Both appeared to be unable to tell what the other was saying and they were also disagreeing over the placing of the stitches in Pettitt’s heart, according to George. He said, “I think the proctors should have stayed for the whole case, their departure is significant.”
Surgery Gone Wrong
The loss of that vital assistance turned out to be another major blow at a critical time. During the surgery, Pillay was standing a few feet away from Nair facing the patient, while the lead surgeon had his head in a console facing away from him.
While he could hear Nair’s voice through a microphone, his method of making himself heard if he saw something going wrong was to shout. Pillay explained that they weren’t far apart, but “Nair’s voice comes through a microphone and it is tiny, the acoustics were not very good. … There were times when I raised my voice, one was when the sutures were not being placed in an organized fashion and were crisscrossed.”

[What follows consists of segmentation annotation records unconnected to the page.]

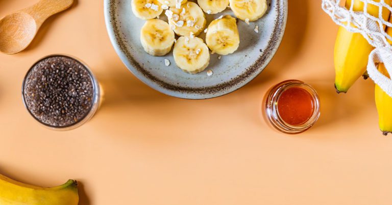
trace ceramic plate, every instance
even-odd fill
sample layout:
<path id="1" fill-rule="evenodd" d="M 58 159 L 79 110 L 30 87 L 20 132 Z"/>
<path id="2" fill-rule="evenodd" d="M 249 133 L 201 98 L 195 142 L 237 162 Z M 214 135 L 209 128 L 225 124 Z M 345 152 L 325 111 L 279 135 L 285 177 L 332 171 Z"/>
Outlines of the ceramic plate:
<path id="1" fill-rule="evenodd" d="M 127 67 L 141 81 L 163 93 L 183 98 L 219 96 L 251 81 L 264 69 L 278 49 L 287 16 L 287 0 L 269 1 L 267 13 L 258 20 L 248 25 L 238 19 L 240 44 L 237 51 L 220 59 L 218 55 L 211 55 L 208 67 L 191 74 L 177 67 L 173 52 L 157 57 L 144 52 L 140 31 L 145 21 L 133 14 L 131 1 L 105 0 L 105 20 L 112 44 Z M 235 16 L 229 9 L 217 14 L 206 14 L 207 26 L 225 14 Z M 163 13 L 160 18 L 167 20 Z M 259 27 L 258 33 L 254 31 L 256 25 Z M 204 32 L 199 37 L 205 40 Z M 165 59 L 170 61 L 169 66 L 165 65 Z M 212 75 L 207 75 L 208 70 L 213 72 Z"/>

The stitches then had to be taken out and replaced, which extended the operating time. Pillay said he raised his voice again when a colleague standing over Pettitt had his arms knocked by the robot. He then called for the proctors to return.
Unable To See Clearly
Pillay thought the proctors had gone to the coffee shop for a break, when in fact they had left the hospital and gone home part of the way through the procedure in February 2015. They were not on hand to help when the father-of-three, Pettitt’s intra-aortic septum was damaged and Nair was no longer able to see clearly when blood covered the robot’s camera.
The robotic operation was abandoned and open chest surgery began when Pettitt’s heart was functioning very poorly. He died a few days later on March 3, after going into multiple organ failure. After the patient died, Nair called Paul Renforth, a coordinator in the use of robotics at the Freeman Hospital, to say he felt “very sad” and that “the procedure had not gone as planned.”
The death of Pettitt sparked a major investigation at Newcastle Hospitals NHS Foundation Trust, including a probe by police. Professor Naeem Soomro, director of robotic surgery, said the trust had operated with robots 2,500 times, with more than 30 surgeons trained in their use, and it was a national leader in the field, according to the Telegraph.
After the death of his patient, Nair said, “At the time I should have gained more experience and my clamp times would have been shorter with time.” During a hearing, George said, “I think communication problems the two surgeons experienced was a core part of the failure of the repair. … If they had been able to place those sutures precisely and correctly then the outcome would have been different.”
Nair agreed when Barry Speker, for the Newcastle Hospitals NHS Trust, read from an official report by a professor that his cross-clamp times in non-robotic operations were slow and moving to robotic procedures was a premature step like “running before you could walk.” The investigation into Pettitt’s death continues.